Some of the first microprocessors had a 4-bit word length and were developed around 1970. The TMS 1000, the world's first single-chipmicroprocessor, was a 4-bit CPU; it had a Harvard architecture, with an on-chip instruction ROM with 8-bit-wide instructions and an on-chip data RAM with 4-bit words. The first commercial microprocessor was the binary coded decimal (BCD-based) Intel 4004, developed for calculator applications in 1971; it had a 4-bit word length, but had 8-bit instructions and 12-bit addresses.

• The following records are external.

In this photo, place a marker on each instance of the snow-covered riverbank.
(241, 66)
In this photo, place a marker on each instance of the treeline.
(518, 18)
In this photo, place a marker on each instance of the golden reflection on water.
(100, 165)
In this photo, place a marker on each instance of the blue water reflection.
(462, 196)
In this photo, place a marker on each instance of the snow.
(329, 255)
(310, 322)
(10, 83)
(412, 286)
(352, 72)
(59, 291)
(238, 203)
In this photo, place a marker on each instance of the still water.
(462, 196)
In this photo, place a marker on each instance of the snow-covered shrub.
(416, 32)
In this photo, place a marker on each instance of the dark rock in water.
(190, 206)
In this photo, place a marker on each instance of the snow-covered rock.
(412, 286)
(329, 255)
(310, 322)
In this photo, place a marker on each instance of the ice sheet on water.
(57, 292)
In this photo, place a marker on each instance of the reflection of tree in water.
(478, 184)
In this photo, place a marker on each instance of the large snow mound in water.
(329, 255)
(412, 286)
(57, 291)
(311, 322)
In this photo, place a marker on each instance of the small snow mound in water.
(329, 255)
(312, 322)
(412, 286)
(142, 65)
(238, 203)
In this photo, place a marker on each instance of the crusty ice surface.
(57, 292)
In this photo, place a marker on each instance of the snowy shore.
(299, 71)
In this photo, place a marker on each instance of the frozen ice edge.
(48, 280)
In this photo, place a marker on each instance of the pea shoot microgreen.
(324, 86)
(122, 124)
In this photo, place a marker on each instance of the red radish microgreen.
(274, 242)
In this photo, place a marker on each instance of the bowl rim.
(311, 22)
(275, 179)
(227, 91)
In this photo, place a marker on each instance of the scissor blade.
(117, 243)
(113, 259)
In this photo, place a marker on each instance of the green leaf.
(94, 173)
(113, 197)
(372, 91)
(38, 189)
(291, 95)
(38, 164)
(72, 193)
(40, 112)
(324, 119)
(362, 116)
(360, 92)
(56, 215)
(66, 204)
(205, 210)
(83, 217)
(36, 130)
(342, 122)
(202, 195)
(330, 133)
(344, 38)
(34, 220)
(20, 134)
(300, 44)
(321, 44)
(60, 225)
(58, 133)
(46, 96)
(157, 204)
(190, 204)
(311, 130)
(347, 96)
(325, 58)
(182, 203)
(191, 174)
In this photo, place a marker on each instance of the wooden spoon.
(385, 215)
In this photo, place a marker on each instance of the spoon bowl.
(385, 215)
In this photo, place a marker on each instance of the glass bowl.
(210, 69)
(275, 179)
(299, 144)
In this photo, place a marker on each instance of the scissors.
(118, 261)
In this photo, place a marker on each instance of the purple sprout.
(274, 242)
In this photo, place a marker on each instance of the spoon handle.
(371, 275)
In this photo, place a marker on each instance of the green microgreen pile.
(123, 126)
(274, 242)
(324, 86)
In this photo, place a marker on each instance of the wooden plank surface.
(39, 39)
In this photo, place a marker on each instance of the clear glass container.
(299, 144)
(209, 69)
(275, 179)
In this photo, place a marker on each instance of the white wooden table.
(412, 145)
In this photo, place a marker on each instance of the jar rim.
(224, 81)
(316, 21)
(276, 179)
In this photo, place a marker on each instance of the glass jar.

The Saturn processors, used in calculators such as the commonly used HP-48 scientific calculator, are 4-bit machines; as the Intel 4004 did, they string multiple 4-bit words together, e.g. to form a 20-bit memory address, and most of its registers are 64 bits, storing 16 4-bit digits. Its instructions were 10 bits wide. (Current HP calculators use an ARM processor to emulate a Saturn processor.)
The 1970s saw the emergence of 4-bit software applications for mass markets like pocket calculators.
While 32- and 64-bit processors are more prominent in modern consumer electronics, 4-bit CPUs continue to be used (usually as part of a microcontroller) in cost-sensitive applications which require minimal compute power. For example, one popular bicycle computer specifies that it uses a "4 bit 1-chip microcomputer". Other typical uses include coffee makers, infrared remote controls, and security alarms.
With 4 bits, it is possible to create 16 different values. All single digit hexadecimal numbers can be written with 4 bits. Binary-coded decimal is a digital encoding method for numbers using decimal notation, with each decimal digit represented by four bits.